Consumers didn’t benefit from creation of fourth wireless carrier, says study

OTTAWA – Consumers were on the losing end of a gamble by the former Conservative government when it sought to create more competition in the wireless market by interfering in it, says a new report released Thursday.

And researchers at the Montreal Economic Institute say the country’s telecom regulator can learn from that failed policy by backing away from calls to interfere in the broadband Internet marketplace.

The report, titled “The State of Competition in Canada’s Telecommunications Industry,” says the sell-off of broadband spectrum last year that resulted in the takeover of Wind Mobile by Shaw Communications created “phoney” competition and will likely result in higher — not lower — wireless prices.

John Lawford of the Public Interest Advocacy Centre calls the study findings “misguided” and contrary to multiple voices heard at recent public hearings hosted by the country’s telecom regulator.

Many service providers told the Canadian Radio-television and Telecommunications Commission last month that installing broadband infrastructure in isolated communities where small numbers of people reside is a money-losing venture — and will be for the foreseeable future.

Waiting for those service providers to act on their own doesn’t make sense, said Lawford.

“If there’s no business case, I don’t see how competition or whatever they’re proposing is going to solve this no matter how long you wait,” he said.

The chairman of the CRTC expressed disappointment at the hearings that Internet access and affordability received little attention in last fall’s federal election campaign.

In calling on the government and the telecom industry to develop a “national broadband strategy,” Jean-Pierre Blais also noted that broadband funding announced in the March budget didn’t “appear to be tied to a clear policy on broadband and its deployment in Canada.”

But the MEI researchers note that 96 per cent of Canadian households already have access to download speeds of 5 Mbps in 2014 and more than 75 per cent subscribe to providers offering even faster service.

“In this context, it is superfluous for the CRTC to try to duplicate what market players are already doing by imposing new regulations and taxing telecom company revenues to fund more broadband infrastructure rollout,” said Masse.

“Soon, all Canadians will be able to connect to the Internet at very high speeds,” said co-author Paul Beaudry. “And this is not because of any comprehensive national strategy devised by civil servants in Ottawa; it is because of competitive pressure on companies that need to adapt to consumer demand and attract more customers by offering faster broadband services at affordable prices.”
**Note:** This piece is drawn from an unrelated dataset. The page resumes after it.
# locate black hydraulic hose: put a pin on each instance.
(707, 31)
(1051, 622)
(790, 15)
The Tories under former prime minister Stephen Harper touted the wireless spectrum sale as a way to create a viable fourth national wireless carrier.

That, they said, would create more competition and cut consumers a break on their cellphone bills.
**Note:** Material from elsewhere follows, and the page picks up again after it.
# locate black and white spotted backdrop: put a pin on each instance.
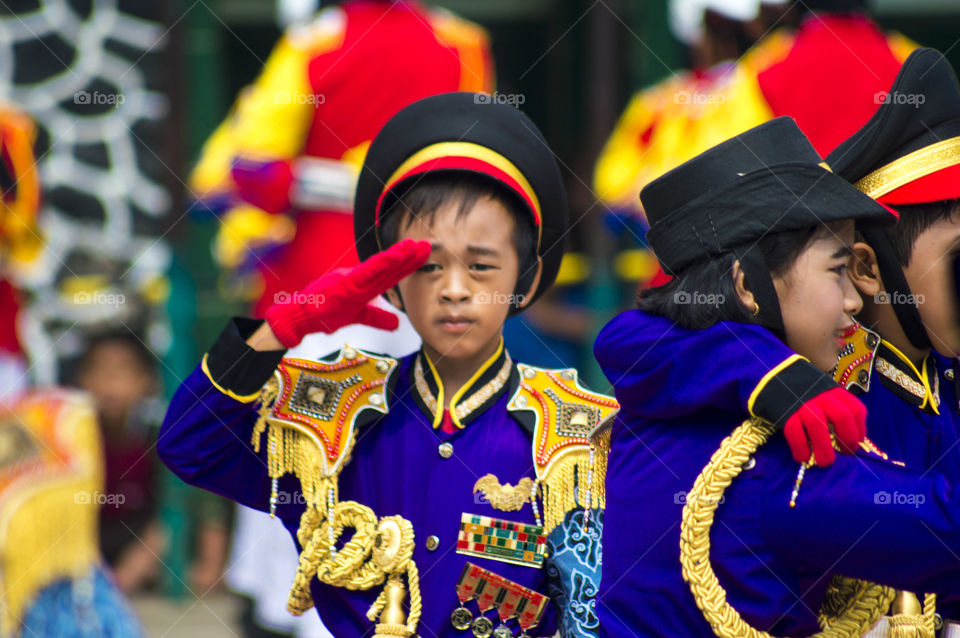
(91, 74)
It was a populist move that fed off a perceived sentiment of consumer outrage over some of the highest cellphone rates in the industrialized world.
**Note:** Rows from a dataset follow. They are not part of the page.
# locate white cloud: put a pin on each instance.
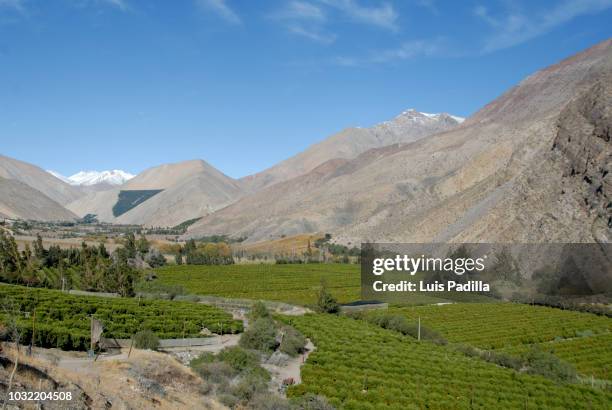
(304, 19)
(120, 4)
(406, 51)
(312, 34)
(383, 16)
(516, 27)
(301, 10)
(16, 5)
(220, 8)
But the study authors say the creation of that fourth player through Shaw’s $1.6-billion takeover of Wind last December means the company will have to invest hundreds of millions of dollars in equipment upgrades, with an expected increase in Wind mobile rates to pay for it.

“By insisting on the benefits of a fourth wireless player, the previous federal government went against a worldwide trend of consolidation in the wireless sector and embraced a static view of competition,” said the report.

“Can we have a sensible policy of not encouraging phoney competition but encouraging real competition?” asked study co-author Martin Masse, who sees the sale this week of Manitoba’s MTS to BCE as a prime example of how true market-driven competition should work.

Despite that province’s loss of a major wireless service provider — and analysts who predict higher smart phone rates as a result — Masse said Manitobans may actually benefit from better service and stable, if not lower, pricing.

The MEI report notes that Canadians are among the highest users of tablets and smartphones in the industrialized world and enjoy some of the most advanced wireless networks.

It adds the prices they pay for wireless services remain higher than in most European countries but lower than in the United States or Japan.

So far, the federal Liberal government has been hesitant to say anything regarding its broadband policy, other than to pledge investments to get telecom infrastructure built in places that currently don’t have access to high-speed Internet.